Chirac : du jeune loup au vieux lion...
par Daniel RIOT
mardi 24 octobre 2006
Une vraie première dans les médias : jamais une chaîne de télévision n’avait diffusé un long documentaire sur un président de la République en exercice. Patrick Rotman, dans un excellent montage, avec des interviews intéressantes, brosse un portrait qui est aussi l’histoire de plusieurs générations. Chirac était déjà au pouvoir quand Kennedy était à la Maison Blanche. Quelle longévité ! Réflexions libres autour d’un personnage dont la personnalité dépasse ou masque la personne. Mystérieux Chirac...
C’était l’après-68 : l’Union des jeunes pour le progrès avait quelque 30 000 adhérents, et l’actuel président de la communauté urbaine de Strasbourg avait réussi à faire venir la plupart des ministres, à commencer par Chaban-Delmas (qui avait glissé sur la neige, en réussissant un de ces rétablissements sportifs dont il avait le secret). Le « jeune loup » Chirac était là, mince, presque transparent. L’Express venait de publier un excellent dessin sur lui inspiré par une publicité d’Yves Saint-Laurent, nu dans une baignoire... Il n’en souriait pas : il en riait. La gloire commence par et dans les caricatures. Il sera servi, pas seulement dans les Guignols et leur super-menteur...
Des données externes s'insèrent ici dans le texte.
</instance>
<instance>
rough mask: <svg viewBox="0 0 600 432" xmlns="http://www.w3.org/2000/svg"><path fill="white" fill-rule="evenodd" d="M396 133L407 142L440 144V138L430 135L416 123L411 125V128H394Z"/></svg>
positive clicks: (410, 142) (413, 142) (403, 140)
Il fut avec les journalistes comme il sait être avec toutes les corporations, y compris et surtout dans les salons de l’agriculture : sympathique, chaleureux, convivial. On voyait ses dents longues, mais elles ne rayaient aucun parquet. Prestance imposante et prestations séduisantes. Nul besoin d’avoir une longue expérience ou d’avoir recours à Madame Soleil pour savoir que cet homme-là allait avoir un destin hors du commun. Un Rastignac de la politique, « prêt à tout » comme le dira Giscard, battu sur son propre terrain. Un rad-soc, comme on n’en fait plus depuis Edgar Faure. Un personnage dont la personnalité dépasse (ou finit par masquer) la personne.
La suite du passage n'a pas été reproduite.